The idea is to get rid of the "energy-momentum conserving" ##\delta##-distribution. To that end you first integrate over ##\vec{p}_4=-\vec{p}_f=\vec{p}_3##. This gives you (putting all the factors ##(2\pi)## and the factor 1/4 together and use ##E_{\text{CM}}=E_1+E_2##
$$\mathrm{d} \Pi_{\text{LIPS}}=\frac{1}{16 \pi^2} \delta(E_{\text{CM}}-E_3-E_4) \frac{\mathrm{d}^3 p_3}{E_3 E_4}.$$
Now you have to get rid of the energy-conserving ##\delta##-function.
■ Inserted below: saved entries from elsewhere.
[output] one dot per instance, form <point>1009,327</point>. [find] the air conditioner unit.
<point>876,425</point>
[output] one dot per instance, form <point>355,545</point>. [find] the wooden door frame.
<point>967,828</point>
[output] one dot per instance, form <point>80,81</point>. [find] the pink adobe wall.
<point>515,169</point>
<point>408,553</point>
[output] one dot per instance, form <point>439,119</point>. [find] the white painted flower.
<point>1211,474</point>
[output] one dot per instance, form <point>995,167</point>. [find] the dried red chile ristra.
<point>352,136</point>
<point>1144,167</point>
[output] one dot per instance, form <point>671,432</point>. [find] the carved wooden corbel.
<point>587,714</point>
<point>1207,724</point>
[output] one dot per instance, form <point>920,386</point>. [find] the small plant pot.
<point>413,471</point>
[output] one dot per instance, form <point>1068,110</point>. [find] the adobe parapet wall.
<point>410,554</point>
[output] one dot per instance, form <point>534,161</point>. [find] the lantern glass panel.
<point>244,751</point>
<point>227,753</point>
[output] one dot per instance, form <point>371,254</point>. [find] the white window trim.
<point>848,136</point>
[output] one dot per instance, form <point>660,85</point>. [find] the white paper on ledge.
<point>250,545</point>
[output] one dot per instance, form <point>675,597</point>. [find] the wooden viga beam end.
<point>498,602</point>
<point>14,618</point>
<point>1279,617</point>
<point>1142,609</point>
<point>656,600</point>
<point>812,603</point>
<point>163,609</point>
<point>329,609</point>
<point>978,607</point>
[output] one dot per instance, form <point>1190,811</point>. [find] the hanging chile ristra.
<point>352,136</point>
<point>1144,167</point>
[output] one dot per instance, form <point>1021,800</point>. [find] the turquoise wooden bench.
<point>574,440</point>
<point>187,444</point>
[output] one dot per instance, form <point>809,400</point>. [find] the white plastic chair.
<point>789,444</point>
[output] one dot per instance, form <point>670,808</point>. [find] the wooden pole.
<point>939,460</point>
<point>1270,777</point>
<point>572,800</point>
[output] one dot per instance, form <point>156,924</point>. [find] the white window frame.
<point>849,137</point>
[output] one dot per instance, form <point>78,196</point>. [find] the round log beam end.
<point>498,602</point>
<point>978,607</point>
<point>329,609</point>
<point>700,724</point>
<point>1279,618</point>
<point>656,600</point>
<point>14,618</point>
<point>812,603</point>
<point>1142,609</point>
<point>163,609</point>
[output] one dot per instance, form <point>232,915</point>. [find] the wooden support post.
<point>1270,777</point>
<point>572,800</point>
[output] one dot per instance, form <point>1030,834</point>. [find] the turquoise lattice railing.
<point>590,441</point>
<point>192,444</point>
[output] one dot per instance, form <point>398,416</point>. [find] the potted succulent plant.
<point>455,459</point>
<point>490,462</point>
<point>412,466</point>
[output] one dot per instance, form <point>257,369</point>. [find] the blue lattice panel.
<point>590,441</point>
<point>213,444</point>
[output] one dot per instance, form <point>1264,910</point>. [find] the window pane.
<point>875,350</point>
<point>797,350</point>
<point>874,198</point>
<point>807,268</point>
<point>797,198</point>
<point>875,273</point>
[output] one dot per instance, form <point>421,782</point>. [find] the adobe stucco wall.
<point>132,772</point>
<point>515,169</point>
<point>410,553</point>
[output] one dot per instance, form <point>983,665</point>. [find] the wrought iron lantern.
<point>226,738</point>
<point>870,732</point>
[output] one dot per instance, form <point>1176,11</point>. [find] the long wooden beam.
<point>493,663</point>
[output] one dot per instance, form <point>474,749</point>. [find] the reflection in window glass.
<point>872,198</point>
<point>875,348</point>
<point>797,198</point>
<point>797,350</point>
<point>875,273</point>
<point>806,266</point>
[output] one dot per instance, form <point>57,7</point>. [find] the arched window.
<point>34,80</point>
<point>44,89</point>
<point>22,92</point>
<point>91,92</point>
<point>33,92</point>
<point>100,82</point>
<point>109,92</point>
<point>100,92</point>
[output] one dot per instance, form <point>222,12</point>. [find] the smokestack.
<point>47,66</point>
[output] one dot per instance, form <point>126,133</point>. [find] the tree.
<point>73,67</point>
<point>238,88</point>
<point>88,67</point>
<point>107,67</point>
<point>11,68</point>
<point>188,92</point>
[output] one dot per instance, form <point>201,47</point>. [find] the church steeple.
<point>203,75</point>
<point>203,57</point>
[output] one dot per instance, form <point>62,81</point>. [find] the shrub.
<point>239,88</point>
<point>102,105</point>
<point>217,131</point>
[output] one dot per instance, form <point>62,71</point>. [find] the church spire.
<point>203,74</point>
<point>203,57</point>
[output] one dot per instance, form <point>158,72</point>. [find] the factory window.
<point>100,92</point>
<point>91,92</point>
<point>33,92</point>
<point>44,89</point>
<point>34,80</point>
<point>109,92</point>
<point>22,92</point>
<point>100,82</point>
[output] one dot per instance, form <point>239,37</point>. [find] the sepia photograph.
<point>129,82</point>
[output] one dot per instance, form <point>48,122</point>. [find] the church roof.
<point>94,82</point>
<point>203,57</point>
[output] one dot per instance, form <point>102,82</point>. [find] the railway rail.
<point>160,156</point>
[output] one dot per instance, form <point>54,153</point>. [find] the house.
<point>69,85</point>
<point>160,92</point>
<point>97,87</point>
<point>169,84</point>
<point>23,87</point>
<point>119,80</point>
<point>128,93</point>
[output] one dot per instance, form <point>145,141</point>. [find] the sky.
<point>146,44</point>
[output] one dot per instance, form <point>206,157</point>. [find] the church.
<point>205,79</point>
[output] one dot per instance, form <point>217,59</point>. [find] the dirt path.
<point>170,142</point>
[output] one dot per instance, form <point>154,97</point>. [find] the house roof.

For this you note that
$$E_3^2=m_3^2+p_f^2, \quad E_4^2=m_4^2+p_f^2.$$
This means it's a good idea to introduce first spherical coordinates for the integration over ##\vec{p}_f##. The ##\delta## function can obviously be integrated out by the integral over ##p_f=|\vec{p}|_f##, and the final result is only to be integrated over the angles, which is denoted by the "solid angle", ##\mathrm{d} \Omega=\mathrm{d} \vartheta \mathrm{d} \varphi \sin \vartheta##, where ##\vartheta## and ##\varphi## are the usual spherical angular coordinates of ##\vec{p}_f##.
So finally end indeed up with Eq. (5.27) by using ##\mathrm{d}^3 p_f =\mathrm{d} p_f \mathrm{d} \Omega p_f^2## and then integrating over ##p_f## by substitution as explained in the next steps of the book.